A saúde é para todos
Por Marilsa Sales Braga Diretora do Sindicato da Saúde de Bauru e Região e diretora de Relações Públicas da Federação dos Trabalhadores da Saúde do Estado de São Paulo
Os direitos fundamentais dos trabalhadores transcendem os espaços nacionais, pois são consagrados em declarações universais que se dirigem à comunidade internacional e cujos princípios integram os ordenamentos jurídicos dos países que a compõem.

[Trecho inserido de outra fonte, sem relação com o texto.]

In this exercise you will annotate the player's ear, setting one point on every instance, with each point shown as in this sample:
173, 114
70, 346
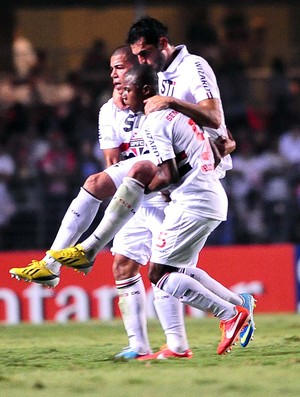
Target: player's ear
163, 42
147, 90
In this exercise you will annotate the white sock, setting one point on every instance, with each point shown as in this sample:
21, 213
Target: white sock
193, 293
77, 219
213, 285
171, 316
132, 304
122, 207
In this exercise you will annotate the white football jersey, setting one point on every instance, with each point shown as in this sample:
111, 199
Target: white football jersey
190, 78
122, 129
170, 134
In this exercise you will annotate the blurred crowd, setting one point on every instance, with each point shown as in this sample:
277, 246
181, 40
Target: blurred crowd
49, 142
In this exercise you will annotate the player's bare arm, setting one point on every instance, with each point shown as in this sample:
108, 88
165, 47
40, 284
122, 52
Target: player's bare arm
205, 113
111, 156
167, 174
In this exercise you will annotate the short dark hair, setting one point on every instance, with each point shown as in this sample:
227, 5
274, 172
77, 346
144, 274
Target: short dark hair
149, 28
126, 50
144, 74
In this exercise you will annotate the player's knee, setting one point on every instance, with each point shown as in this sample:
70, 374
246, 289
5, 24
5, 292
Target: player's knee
124, 268
143, 171
100, 185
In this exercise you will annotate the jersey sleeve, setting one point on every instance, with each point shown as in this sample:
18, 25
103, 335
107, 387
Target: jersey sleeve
158, 135
203, 82
107, 134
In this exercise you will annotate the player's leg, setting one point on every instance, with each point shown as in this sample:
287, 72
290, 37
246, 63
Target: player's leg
132, 248
132, 305
245, 299
76, 221
191, 292
183, 237
122, 207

Dessa forma, existe uma cidadania universal, ou transnacional, de natureza laboral, que tem sido amparada nas Declarações da Organização Internacional do Trabalho (OIT) sobre os Princípios e Direitos Fundamentais no Trabalho, adotada na 86ª reunião de sua conferência geral, realizada em 18 de junho de 1998, em Genebra e que até hoje são respeitados. Sendo eles: a liberdade sindical e o reconhecimento efetivo do direito de negociação coletiva; a eliminação de todas as formas de trabalho forçado ou obrigatório; a abolição efetiva do trabalho infantil; a eliminação da discriminação em matéria de emprego e ocupação; e a proteção ao salário e ambiente de trabalho.

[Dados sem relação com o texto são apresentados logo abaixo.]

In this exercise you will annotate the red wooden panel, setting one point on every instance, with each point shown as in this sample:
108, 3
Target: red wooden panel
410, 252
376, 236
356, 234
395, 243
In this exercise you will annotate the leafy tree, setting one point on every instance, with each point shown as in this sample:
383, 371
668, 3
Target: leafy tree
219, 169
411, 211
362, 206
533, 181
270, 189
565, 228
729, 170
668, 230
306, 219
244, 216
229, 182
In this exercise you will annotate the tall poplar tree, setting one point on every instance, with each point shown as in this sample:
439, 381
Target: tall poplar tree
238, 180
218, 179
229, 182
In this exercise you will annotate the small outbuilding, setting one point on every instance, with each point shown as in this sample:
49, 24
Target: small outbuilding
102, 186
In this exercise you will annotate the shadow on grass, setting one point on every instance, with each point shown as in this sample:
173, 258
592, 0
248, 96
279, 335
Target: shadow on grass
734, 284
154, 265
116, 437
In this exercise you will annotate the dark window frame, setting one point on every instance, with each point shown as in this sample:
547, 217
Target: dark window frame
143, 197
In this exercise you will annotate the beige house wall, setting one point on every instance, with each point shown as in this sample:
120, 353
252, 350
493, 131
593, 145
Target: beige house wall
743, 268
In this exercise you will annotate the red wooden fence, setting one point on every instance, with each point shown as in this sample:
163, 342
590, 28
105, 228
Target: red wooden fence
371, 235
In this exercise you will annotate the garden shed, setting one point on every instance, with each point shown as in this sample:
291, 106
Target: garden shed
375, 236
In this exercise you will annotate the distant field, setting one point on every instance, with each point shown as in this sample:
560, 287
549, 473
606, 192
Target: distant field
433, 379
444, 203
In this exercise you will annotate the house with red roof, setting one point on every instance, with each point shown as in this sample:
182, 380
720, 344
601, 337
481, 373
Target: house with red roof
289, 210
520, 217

Os trabalhadores, em qualquer país onde exerçam suas atividades, têm as mesmas necessidades e precisam das mesmas formas de proteção, seja por meio da OIT, provocadas por iniciativa das entidades sindicais (sindicatos, federações, confederações, centrais sindicais) ou por outro organismo internacional, como é o caso da Uni Global Union, com poderes de negociação, ampliação e implantação de convenções internacionais, que visem a garantia universal ou transnacional dos direitos dos trabalhadores.

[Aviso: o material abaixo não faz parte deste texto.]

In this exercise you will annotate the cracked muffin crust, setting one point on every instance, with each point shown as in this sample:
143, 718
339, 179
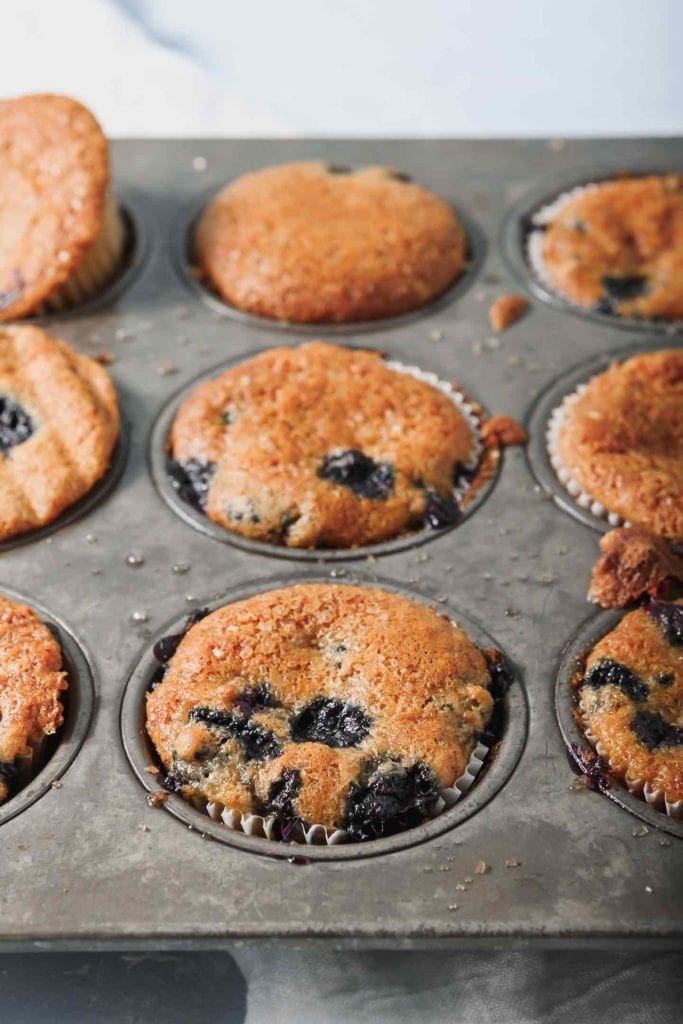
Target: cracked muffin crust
615, 246
319, 445
31, 681
333, 705
61, 233
621, 439
631, 699
58, 425
314, 243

As normas devem trazer as garantias gerais, aplicáveis a todos os trabalhadores e normas específicas, considerando as peculiaridades de cada categoria e de cada país. Com isso, teríamos normas próprias, universais e de proteção e segurança aos trabalhadores da saúde, que a Federação paulista da Saúde representa, uma vez que profissionais e pacientes precisam dos mesmos cuidados e atenção em qualquer lugar do mundo.